Whatever you do don’t spend $200 for the novel though.
Luckily this is one of those films you can buy for a $1, so you are only spending .98 cents more than it is worth …
April 4th, 2010 at 12:37 pm
The book Beat the Devil was reprinted in the UK in paperback by Penguin in 1971 and Hogarth in 1985, both under James helvick’s real name Claud Cockburn – a radical journalist and cousin of Evelyn Waugh. According to Amazon.com the book is to be reprinted in America by AK Press this year
April 5th, 2010 at 6:09 am
Thanks for the tip, Jamie!
December 5th, 2010 at 10:02 pm
[…] reviewed the film version of Beat the Devil earlier on this blog, but in a notable I’m-glad-I-read-it vein, […]
September 26th, 2014 at 12:53 pm
I’m in heartfelt agreement with Walker Martin. The film is legendary…but it’s giving it short-shrift to label it a mess; or write-it-off as a misfire. If everything had gone right in this movie, only then would it have been forgettable, staid, and pallid.
Sure, the entire cast and crew may have been drunk and sunstroke during the production but the results which stem from that are hilarious, ramshackle, dilapidated, and lovable.

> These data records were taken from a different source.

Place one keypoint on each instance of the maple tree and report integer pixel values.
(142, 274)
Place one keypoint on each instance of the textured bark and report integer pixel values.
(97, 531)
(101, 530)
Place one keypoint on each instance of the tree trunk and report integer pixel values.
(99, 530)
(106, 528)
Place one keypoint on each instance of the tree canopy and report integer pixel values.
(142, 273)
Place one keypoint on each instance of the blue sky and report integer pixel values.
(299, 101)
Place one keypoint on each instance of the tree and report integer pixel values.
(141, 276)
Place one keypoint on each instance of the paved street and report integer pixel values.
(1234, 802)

I saw nothing wrong with the casting –especially of Bogart; his frailty and hang-dog looks added the charm which the otherwise not-very-interesting protagonist desperately needed. If the protag in this flick had been relaxed-and-self-assured the movie would have made no sense and would not have been in any way endearing. Intrigue flicks of the period have a surfeit of confident-relaxed heroes who are ready to get out of their chair in any scene and let fly with a phony movie-punch to keep the plot rolling. Not so with Bogart. In his later career, Bogart *shines* when playing vulnerable, unbalanced, or wobbly characters; and in this movie his shakiness makes the whole thing work.

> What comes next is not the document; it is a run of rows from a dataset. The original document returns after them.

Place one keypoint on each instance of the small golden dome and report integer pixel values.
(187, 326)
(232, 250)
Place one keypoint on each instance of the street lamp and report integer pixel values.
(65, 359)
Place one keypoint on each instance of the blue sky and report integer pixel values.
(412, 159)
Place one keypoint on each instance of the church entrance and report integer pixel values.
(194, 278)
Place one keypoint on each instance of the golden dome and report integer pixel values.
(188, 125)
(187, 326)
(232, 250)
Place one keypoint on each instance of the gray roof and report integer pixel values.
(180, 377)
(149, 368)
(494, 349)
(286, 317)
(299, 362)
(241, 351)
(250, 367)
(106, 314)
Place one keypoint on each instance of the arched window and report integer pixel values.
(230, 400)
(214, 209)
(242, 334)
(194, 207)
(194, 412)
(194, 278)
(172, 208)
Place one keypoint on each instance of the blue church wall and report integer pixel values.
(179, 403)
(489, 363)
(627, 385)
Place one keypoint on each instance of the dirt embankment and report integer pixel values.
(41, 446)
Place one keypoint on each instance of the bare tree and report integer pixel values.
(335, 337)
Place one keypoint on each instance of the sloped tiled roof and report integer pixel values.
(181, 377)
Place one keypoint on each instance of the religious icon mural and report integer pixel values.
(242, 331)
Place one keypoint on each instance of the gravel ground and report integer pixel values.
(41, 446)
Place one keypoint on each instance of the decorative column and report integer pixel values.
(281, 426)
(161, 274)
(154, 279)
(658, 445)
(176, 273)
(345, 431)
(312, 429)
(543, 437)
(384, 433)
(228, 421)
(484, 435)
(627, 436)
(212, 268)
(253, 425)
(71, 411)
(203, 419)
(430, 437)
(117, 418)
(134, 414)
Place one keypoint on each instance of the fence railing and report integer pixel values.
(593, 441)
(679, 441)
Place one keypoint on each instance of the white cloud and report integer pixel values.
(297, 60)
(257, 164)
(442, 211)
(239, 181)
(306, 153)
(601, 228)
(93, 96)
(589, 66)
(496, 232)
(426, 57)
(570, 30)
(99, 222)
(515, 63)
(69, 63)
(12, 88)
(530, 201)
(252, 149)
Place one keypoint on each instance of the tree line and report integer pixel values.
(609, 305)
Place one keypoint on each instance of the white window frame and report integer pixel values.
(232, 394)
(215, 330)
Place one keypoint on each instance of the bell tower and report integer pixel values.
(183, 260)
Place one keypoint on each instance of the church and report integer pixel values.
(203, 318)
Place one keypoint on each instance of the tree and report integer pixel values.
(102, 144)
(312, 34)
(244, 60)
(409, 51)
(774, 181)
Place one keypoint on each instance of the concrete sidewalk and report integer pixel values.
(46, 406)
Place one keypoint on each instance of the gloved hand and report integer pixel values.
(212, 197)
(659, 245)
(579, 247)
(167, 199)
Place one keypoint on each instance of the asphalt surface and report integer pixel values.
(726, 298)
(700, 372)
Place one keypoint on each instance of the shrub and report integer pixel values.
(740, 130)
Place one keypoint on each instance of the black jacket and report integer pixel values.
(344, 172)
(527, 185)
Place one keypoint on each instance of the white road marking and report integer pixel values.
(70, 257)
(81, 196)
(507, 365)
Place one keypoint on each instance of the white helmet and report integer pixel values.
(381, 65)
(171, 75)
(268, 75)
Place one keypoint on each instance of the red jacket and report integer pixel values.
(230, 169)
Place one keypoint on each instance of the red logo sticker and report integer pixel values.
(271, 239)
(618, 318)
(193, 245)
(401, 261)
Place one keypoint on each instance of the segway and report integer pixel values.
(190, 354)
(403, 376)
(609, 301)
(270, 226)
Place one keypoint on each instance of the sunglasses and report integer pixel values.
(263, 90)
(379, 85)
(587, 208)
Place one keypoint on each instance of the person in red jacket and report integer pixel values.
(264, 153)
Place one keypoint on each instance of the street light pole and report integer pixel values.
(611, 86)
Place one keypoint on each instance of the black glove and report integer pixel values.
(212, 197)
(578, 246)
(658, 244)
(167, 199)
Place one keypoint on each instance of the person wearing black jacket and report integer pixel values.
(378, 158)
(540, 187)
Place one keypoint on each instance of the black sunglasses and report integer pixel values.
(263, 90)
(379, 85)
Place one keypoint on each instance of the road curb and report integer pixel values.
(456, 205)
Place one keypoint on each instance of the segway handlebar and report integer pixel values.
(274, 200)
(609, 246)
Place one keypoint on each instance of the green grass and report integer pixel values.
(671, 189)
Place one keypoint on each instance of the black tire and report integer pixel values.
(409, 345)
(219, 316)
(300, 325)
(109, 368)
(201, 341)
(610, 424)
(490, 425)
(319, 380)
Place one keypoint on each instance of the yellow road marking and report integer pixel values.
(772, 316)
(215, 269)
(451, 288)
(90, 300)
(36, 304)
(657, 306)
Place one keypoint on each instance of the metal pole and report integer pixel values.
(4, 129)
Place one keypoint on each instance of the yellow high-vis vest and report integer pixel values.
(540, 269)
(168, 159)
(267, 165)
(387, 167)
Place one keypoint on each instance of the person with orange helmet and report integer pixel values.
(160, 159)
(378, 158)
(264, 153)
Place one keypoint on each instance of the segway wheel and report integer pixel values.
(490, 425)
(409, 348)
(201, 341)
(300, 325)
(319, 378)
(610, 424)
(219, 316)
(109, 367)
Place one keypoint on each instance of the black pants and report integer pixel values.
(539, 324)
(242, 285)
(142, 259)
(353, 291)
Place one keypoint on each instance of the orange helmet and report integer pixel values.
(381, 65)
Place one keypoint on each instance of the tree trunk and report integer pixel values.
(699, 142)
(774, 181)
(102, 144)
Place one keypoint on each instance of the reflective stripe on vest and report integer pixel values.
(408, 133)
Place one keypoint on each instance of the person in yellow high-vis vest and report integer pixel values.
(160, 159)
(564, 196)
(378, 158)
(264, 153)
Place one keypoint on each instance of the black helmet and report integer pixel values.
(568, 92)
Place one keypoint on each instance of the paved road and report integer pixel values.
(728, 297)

If he had doubts about his role here, he shouldn’t have worried. The movie he SHOULD HAVE had misgivings over was a flick (one which I think actually is his godawful worst): ‘In a Lonely Place’. There, all the criticisms you’re leveling at him here, would be more aptly laid. That is the film where he was too old and too broken-down to convince us he was a sociopath or killer. Apparently IALP was a deliberate attempt by Bogart and (director) Ray to ‘comment on’ the genre. Bogart stated that by that time he did hate all the’tough guy’ roles he had been saddled with throughout his career. So: I wonder why Bogart approved of that ruse but not of ‘Devil’ where this grand sardonic gesture of his actually works?

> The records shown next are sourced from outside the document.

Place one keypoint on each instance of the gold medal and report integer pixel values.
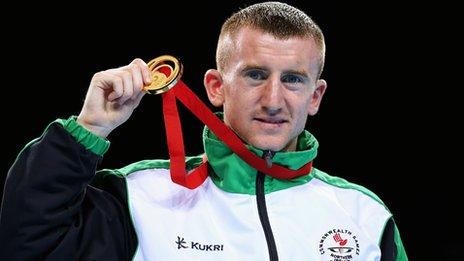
(166, 71)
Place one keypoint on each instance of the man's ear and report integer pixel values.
(316, 97)
(213, 85)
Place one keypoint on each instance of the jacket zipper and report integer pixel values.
(262, 210)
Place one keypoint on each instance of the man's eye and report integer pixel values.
(291, 78)
(256, 75)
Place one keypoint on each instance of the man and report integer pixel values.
(269, 60)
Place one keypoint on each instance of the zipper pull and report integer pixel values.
(267, 156)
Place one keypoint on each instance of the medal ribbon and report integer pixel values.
(175, 140)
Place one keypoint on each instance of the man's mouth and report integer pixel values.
(275, 121)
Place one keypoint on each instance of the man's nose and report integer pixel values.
(272, 99)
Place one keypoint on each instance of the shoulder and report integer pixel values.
(343, 186)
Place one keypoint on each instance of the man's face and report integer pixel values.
(268, 88)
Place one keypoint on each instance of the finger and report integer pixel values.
(138, 98)
(117, 86)
(137, 79)
(128, 86)
(146, 73)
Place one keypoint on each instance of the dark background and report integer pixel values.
(378, 126)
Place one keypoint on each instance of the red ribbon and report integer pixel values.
(175, 140)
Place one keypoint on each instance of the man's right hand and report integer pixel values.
(112, 97)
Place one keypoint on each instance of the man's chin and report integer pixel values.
(268, 145)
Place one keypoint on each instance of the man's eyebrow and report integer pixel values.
(302, 73)
(254, 67)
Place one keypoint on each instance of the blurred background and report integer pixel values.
(379, 124)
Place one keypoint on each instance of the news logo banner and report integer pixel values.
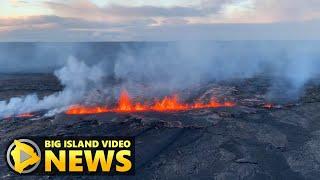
(72, 155)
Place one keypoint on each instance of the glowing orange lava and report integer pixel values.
(125, 104)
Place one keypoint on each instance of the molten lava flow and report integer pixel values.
(168, 103)
(24, 115)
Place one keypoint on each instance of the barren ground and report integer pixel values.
(243, 142)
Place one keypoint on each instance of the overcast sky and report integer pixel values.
(159, 20)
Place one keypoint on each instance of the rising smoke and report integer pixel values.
(77, 78)
(160, 68)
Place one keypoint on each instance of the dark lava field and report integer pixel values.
(248, 141)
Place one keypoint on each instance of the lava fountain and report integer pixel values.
(125, 104)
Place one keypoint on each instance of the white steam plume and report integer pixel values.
(76, 77)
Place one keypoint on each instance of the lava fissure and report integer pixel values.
(125, 104)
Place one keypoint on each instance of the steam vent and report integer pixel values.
(229, 129)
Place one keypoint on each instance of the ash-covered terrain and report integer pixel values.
(258, 138)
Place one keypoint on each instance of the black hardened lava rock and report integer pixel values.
(242, 142)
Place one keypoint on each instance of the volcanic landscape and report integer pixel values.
(236, 133)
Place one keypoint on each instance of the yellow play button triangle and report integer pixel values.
(23, 155)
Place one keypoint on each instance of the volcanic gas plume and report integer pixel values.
(126, 104)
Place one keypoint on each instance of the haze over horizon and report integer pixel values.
(164, 20)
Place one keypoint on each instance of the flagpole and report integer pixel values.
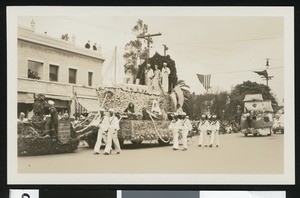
(115, 65)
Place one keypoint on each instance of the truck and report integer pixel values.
(257, 119)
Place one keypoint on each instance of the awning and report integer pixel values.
(89, 104)
(58, 97)
(259, 106)
(253, 97)
(25, 98)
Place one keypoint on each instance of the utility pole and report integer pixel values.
(148, 39)
(266, 76)
(165, 49)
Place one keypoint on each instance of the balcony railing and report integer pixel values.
(43, 87)
(28, 85)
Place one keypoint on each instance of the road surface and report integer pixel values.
(236, 154)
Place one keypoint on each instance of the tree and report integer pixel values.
(239, 91)
(134, 49)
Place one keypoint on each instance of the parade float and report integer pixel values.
(35, 138)
(257, 118)
(149, 122)
(143, 124)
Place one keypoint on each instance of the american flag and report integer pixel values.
(204, 80)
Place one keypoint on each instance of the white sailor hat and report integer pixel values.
(101, 109)
(182, 113)
(50, 102)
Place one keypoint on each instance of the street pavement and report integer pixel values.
(236, 154)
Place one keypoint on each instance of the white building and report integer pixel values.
(56, 68)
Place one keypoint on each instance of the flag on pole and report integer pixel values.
(204, 80)
(262, 73)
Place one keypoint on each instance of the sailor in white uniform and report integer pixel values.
(215, 127)
(112, 135)
(102, 131)
(203, 127)
(186, 126)
(175, 127)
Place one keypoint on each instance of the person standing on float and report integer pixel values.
(215, 127)
(203, 126)
(165, 72)
(155, 83)
(103, 127)
(112, 135)
(186, 126)
(54, 117)
(148, 75)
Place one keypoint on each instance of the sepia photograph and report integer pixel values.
(150, 95)
(244, 194)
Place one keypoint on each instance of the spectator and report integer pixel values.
(95, 47)
(88, 45)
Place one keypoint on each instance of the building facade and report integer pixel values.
(58, 69)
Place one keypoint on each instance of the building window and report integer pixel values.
(53, 73)
(72, 76)
(90, 78)
(35, 69)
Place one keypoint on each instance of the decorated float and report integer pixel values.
(148, 122)
(258, 116)
(35, 137)
(152, 108)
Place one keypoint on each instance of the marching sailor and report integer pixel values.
(186, 126)
(175, 127)
(203, 127)
(214, 126)
(112, 135)
(102, 131)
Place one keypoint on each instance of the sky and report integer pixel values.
(228, 48)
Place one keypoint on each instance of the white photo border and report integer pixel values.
(288, 177)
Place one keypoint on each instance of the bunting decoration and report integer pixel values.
(204, 80)
(263, 73)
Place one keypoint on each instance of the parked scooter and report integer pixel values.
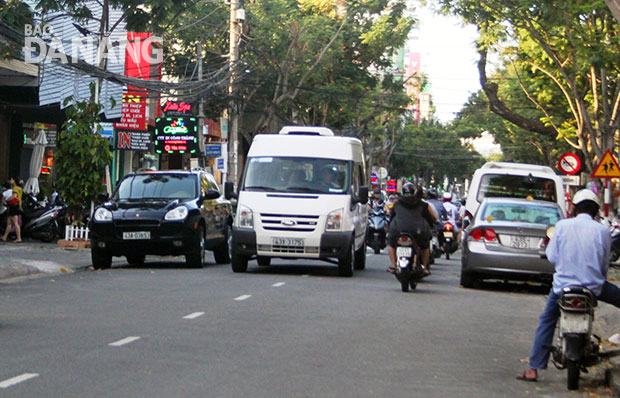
(409, 270)
(450, 245)
(577, 348)
(43, 222)
(376, 232)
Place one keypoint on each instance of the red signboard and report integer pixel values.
(133, 112)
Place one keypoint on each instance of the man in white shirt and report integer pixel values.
(579, 248)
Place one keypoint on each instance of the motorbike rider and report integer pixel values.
(376, 202)
(453, 214)
(412, 215)
(579, 248)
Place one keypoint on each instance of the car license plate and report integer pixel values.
(403, 252)
(287, 242)
(137, 235)
(519, 242)
(574, 322)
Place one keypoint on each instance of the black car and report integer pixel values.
(162, 213)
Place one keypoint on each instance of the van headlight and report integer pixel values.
(103, 215)
(176, 214)
(246, 217)
(334, 221)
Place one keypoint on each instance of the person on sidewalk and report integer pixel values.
(579, 248)
(10, 198)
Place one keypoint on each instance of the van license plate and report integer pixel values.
(137, 235)
(574, 323)
(403, 252)
(287, 242)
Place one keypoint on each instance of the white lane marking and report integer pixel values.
(17, 379)
(124, 341)
(193, 315)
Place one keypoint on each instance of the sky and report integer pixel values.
(448, 58)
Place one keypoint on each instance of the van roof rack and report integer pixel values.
(518, 166)
(306, 130)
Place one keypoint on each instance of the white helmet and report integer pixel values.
(586, 194)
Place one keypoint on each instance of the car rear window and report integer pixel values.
(525, 213)
(513, 186)
(157, 186)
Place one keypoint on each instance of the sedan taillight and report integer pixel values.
(488, 234)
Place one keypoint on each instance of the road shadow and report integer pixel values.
(518, 287)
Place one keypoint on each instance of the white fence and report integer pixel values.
(76, 233)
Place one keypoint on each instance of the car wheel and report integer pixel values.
(239, 262)
(345, 264)
(100, 258)
(222, 252)
(467, 280)
(360, 258)
(197, 257)
(136, 259)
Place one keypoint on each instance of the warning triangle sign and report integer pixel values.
(607, 167)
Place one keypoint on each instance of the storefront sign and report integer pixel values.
(176, 135)
(133, 140)
(133, 113)
(172, 108)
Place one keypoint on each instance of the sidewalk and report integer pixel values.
(32, 257)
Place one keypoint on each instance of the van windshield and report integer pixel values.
(298, 175)
(513, 186)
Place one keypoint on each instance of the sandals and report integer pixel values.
(524, 377)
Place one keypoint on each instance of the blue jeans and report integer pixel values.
(539, 357)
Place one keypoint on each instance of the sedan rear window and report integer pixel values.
(513, 186)
(524, 213)
(157, 186)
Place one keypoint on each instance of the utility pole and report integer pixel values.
(237, 15)
(201, 113)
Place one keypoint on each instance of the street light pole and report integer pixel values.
(236, 16)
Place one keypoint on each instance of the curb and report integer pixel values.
(612, 379)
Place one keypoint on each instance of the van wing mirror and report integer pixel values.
(362, 195)
(229, 190)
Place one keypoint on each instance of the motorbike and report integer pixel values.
(376, 232)
(450, 245)
(43, 222)
(409, 270)
(577, 347)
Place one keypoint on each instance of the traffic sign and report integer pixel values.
(607, 167)
(569, 163)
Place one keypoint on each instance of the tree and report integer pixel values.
(565, 57)
(81, 157)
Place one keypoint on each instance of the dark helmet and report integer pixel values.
(408, 189)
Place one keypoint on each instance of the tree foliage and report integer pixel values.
(81, 157)
(565, 58)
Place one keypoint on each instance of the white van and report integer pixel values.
(514, 180)
(303, 195)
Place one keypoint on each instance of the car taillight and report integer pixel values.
(487, 233)
(575, 303)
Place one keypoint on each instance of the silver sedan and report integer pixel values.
(506, 239)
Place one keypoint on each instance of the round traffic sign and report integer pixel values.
(569, 163)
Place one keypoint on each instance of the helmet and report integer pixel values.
(408, 189)
(586, 194)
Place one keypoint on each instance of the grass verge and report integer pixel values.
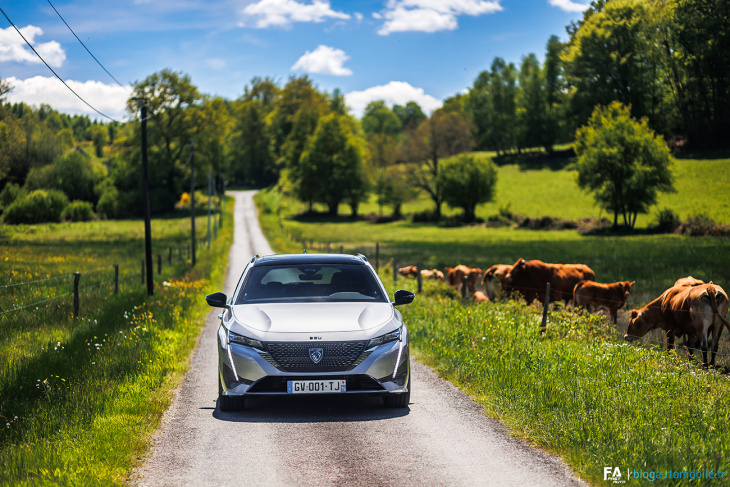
(79, 399)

Next: the women cast with him–their roles were fun and alluring; I liked the unpredictable romantic arrangements and the not-quite-sure-knowing-who-Bogart-would-end-up-with. And what a startling, casual, and informal role for J. Jones: it must have been fun for her to break with her usual typecasting. Huge treat to see her goofy and giggling.
Supporting cast: gems. Who better than Robert Morley to bluster and fidget like that? LOL at them all burying their passports just when the tribe of Berbers rides up! Hilarious! All the goofy Italians shouting and waving their hands–the ship captain in particular–and the hilarious husband of Jones. I can’t fathom how one would not find this funny!
You’re right, the plot really doesn’t matter in this–I agree. Its all about the madcap dialog by Capote; the surreal setting and oddball incidents; the whole serio-comic discombobulated concoction shot against some of the blackest shadowy backgrounds I’ve ever seen in a flick. I like how the beginning of the movie doesn’t seem as if any coherent story is even going to emerge; but lo and behold there is a sea journey, a firing squad, a clever escape and just enough linearality to follow without feeling like being ‘reluctantly dragged along’–again, like so many plots-of-that-era do.
Not at all a film to skip or dismiss. Its a movie which in some ways deliberately (yes and in some ways accidentally, sure) repeatedly pokes gentle fun at itself, at all the players; and at all the ‘exotic intrigue’ flicks of the era which they were probably all so thoroughly bored of. I love what Huston did here.
September 26th, 2014 at 2:06 pm
Thanks for the comment, Feliks — long enough to be a review in itself!